Olinda - Minha inspiração vem do dia-a-dia, da vida e da natureza. Não sou a favor da destruição da natureza, do cativeiro de animais e da poluição do meio ambiente. É voltado nesse pensamento que sempre que me deparo com alguma situação que chama atenção crio uma poesia com facilidade.
Alvo da Mídia - O que levou a senhora matricular-se em uma escola?
Olinda - Meu sonho, pois sei que para ser uma escritora é preciso ter conhecimento literário e infelizmente não tenho. Hoje quero aprender a distinguir, um romance, uma poesia, um livro, e quero ter independência para escrever e usar um computador para fazer meus trabalhos, porque atualmente tenho que pedir auxílio aos meus filhos e amigos.
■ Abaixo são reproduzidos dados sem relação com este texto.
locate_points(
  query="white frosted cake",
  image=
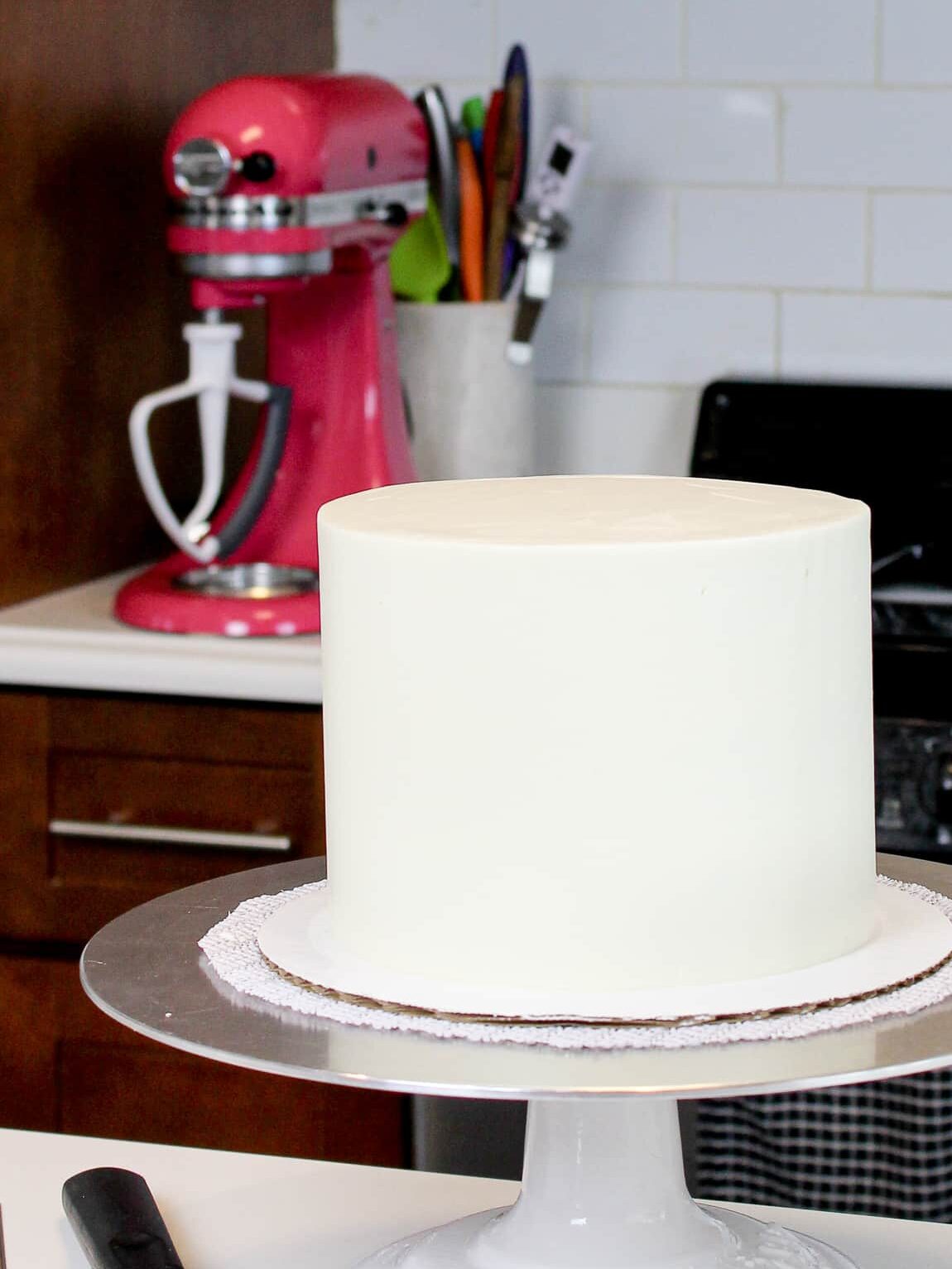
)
(590, 733)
Alvo da Mídia - O que a senhora pensa em relação ao desmatamento e poluição do meio ambiente?
Olinda - Penso que as pessoas deveriam refletir mais e reciclar suas idéias, porque é da natureza que sobrevivemos. Nós seres humanos somos completamente dependentes da cadeia biológica, só que mesmo assim não damos conta de tanta poluição e destruição que causamos todos os dias.
Alvo da Mídia - Deixe sua mensagem para aqueles que têm um sonho, e que ainda não conseguiu alcançá-lo.
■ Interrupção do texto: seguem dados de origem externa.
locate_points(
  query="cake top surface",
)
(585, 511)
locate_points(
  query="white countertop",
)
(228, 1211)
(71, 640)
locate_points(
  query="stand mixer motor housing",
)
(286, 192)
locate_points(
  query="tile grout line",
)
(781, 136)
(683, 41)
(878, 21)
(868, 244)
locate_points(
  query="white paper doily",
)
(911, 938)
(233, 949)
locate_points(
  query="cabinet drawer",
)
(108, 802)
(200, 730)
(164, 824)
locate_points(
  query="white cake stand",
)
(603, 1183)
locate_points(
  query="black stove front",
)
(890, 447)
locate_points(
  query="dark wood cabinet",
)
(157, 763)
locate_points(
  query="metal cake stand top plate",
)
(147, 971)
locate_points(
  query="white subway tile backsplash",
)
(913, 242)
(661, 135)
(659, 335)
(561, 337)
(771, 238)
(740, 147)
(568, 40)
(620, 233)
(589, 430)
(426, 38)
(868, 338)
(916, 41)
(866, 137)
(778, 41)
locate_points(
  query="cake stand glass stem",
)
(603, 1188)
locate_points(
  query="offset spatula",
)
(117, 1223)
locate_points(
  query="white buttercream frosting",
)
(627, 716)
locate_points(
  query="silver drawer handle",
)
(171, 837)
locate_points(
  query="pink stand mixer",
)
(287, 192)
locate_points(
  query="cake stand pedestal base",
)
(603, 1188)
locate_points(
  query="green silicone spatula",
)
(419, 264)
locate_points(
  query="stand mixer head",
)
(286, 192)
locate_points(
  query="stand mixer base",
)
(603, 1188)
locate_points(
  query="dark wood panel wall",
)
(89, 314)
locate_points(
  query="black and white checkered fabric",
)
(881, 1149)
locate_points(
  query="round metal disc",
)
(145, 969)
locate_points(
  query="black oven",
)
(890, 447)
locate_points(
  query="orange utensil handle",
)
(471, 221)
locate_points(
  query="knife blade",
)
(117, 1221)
Olinda - No mundo atual a concorrência pelo sucesso está cada vez maior e o mundo não pára para ouvir seus anseios. Gostaria de dizer isto para quem tem um sonho ou um desejo, mesmo que seja pequeno, mas que seja de coração não desista, pois, nenhuma muralha é tão forte que não pode ser derrubada quando existe, amor, fé e persistência.
Um trabalho da artista:
Araponga:
Eu queria ser um pássaro
uma araponga.
Mas queria viver longe da gaiola
Cantar livre em cima das árvores bem altas
Com um canto lindo que ela tem
Seria eu uma das grandes cantoras da floresta
Sabia eu que a natureza é uma beleza
E com certeza a araponga preserva a natureza
Também queria ser uma garça
Ela é muito elegante, branca, representa a paz
Bonita, pisando leve em cima das baronesas
Parece uma deusa encatanda
Ela é a própria natureza preservada
Com seu pescoço comprido
Como se estivesse mostrando sua elegância
Suas pernas magrinhas, mas, é tão bonitinha
Suas asas parecem asa delta pegando voou
Ela é filha da natureza
Não polui, vive na água dos rios
Se alimenta de peixinhos e insetos
Não causa danos a flora
Eu penso assim: se eu fosse esse pássaro aquático lindo
Com essas asas grandes eu ia voar, voar, até cansar no ar.